Infolge der schuldhaften Pflichtverletzung durch den Bw. konnte die Abgabenbehörde nach der Judikatur des Verwaltungsgerichtshofes (VwGH 17.5.2004, 2003/17/0134), auch davon ausgehen, dass die Pflichtverletzung Ursache für die Uneinbringlichkeit der haftungsgegenständlichen Abgaben war.

Die im Rahmen des § 224 BAO zu treffende Ermessensentscheidung iSd § 20 BAO ist innerhalb der vom Gesetzgeber gezogenen Grenze nach Billigkeit und Zweckmäßigkeit unter Berücksichtigung aller in Betracht kommenden Umstände zu treffen. Wesentliches Ermessenskriterium ist die Vermeidung eines endgültigen Abgabenausfalles. Aus dem auf die Hereinbringung der Abgabenschuld beim Haftenden gerichteten Besicherungszweck der Haftungsnorm folgt, dass die Geltendmachung der Haftung in der Regel ermessenskonform ist, wenn die betreffende Abgabe beim Primärschuldner uneinbringlich ist (VwGH 25.6.1990, 89/15/0067).

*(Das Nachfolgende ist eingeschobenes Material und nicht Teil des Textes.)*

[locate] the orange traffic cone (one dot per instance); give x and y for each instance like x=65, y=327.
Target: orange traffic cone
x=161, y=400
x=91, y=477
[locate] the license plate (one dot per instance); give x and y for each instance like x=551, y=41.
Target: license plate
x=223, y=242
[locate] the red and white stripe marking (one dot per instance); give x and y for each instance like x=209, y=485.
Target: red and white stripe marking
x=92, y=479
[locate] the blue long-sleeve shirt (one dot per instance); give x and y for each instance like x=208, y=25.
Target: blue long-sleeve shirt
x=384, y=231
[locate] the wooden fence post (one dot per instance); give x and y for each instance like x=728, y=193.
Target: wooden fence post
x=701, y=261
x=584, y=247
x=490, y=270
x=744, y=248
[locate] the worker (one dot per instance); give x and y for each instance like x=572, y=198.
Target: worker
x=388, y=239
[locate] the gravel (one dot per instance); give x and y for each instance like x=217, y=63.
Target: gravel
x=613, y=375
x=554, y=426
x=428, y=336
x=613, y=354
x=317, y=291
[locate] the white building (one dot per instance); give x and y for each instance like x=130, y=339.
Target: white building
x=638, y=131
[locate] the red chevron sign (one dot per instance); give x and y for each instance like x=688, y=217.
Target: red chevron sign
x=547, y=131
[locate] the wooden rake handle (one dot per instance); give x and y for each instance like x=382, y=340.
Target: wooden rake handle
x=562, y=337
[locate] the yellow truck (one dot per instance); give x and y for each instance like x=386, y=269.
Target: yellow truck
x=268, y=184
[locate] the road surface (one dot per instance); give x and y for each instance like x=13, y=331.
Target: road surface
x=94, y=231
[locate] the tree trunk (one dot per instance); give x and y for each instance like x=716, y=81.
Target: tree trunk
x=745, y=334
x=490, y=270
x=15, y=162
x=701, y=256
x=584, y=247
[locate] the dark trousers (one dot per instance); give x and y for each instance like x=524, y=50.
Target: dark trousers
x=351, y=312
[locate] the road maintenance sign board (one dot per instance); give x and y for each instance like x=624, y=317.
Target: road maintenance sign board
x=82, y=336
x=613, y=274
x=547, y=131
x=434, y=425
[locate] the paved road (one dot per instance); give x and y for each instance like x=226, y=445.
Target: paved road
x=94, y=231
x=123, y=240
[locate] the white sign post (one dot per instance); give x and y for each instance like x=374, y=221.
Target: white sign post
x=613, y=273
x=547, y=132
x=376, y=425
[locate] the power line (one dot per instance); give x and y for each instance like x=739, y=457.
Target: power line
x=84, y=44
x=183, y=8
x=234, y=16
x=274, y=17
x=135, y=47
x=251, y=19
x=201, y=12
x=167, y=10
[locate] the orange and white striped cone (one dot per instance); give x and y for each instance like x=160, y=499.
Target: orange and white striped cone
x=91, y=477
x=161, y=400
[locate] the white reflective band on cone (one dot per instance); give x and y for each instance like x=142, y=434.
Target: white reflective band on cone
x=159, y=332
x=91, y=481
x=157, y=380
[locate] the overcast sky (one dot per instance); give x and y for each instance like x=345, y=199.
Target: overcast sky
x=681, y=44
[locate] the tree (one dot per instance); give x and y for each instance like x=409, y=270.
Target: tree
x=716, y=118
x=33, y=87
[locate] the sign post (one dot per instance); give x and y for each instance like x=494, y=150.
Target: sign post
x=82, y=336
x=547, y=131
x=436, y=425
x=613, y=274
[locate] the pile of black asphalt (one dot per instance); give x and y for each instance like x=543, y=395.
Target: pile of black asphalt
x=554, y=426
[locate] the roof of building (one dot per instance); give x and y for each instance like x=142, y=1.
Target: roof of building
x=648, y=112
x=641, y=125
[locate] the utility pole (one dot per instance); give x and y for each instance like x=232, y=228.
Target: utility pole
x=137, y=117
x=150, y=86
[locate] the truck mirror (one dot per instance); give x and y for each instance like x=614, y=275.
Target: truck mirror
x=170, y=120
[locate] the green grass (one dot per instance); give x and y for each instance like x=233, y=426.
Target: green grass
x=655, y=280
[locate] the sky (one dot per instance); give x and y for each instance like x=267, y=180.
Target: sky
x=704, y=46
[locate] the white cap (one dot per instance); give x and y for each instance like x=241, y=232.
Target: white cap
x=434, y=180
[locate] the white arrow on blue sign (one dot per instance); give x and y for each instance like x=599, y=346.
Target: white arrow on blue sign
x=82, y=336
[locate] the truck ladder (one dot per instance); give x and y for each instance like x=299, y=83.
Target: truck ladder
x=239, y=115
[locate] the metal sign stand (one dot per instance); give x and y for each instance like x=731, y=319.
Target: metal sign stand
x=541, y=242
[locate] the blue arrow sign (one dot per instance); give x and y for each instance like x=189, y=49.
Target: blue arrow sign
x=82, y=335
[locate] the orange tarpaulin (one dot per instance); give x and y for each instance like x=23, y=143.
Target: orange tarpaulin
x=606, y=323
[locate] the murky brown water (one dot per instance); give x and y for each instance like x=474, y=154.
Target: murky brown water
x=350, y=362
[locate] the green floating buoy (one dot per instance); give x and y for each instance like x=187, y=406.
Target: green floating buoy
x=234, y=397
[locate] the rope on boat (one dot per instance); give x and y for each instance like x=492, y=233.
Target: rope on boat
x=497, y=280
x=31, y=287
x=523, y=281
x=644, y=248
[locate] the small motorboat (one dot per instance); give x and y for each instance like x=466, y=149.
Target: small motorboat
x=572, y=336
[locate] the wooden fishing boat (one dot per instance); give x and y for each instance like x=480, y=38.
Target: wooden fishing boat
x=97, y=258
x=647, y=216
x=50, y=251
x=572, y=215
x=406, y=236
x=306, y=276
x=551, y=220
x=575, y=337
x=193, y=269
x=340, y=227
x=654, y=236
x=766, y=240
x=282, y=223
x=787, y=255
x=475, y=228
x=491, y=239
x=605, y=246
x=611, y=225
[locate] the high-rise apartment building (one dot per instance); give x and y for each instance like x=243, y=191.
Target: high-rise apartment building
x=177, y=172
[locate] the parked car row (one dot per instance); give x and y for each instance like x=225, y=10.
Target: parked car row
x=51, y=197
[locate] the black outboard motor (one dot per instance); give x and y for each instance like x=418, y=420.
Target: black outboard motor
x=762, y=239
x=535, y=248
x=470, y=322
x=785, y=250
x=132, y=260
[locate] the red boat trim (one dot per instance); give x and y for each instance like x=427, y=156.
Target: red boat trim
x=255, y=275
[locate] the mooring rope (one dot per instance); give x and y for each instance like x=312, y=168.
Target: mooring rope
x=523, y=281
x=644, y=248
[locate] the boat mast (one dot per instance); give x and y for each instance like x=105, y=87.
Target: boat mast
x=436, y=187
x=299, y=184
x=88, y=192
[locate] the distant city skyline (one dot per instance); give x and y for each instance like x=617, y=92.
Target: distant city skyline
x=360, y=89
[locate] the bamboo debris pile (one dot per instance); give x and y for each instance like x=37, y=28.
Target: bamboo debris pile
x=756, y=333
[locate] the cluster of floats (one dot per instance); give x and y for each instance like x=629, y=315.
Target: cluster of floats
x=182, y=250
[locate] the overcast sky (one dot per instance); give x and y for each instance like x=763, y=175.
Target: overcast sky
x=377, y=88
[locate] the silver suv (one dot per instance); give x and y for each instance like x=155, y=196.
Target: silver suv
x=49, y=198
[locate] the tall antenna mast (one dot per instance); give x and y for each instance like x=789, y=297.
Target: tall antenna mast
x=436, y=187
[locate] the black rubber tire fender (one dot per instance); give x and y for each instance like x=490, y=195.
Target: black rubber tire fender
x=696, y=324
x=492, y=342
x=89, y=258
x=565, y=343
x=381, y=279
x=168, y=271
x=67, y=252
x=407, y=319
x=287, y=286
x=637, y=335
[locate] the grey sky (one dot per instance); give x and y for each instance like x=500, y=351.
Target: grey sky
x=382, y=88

Auf Grund des Vorliegens der gesetzlichen Voraussetzungen des § 9 Abs. 1 BAO erfolgte somit die Inanspruchnahme des Bw. als Haftungspflichtiger für die nachstehenden Abgabenschuldigkeiten der A-GmbH im Ausmaß von nunmehr € 30.733,53 zu Recht:

Abgabe

Betrag

Lohnsteuer 2009

364,36

Dienstgeberbeitrag 2009

168,72

Zuschlag zum Dienstgeberbeitrag 2009

15,39

Umsatzsteuer 2010

30.185,06

Es war daher spruchgemäß zu entscheiden.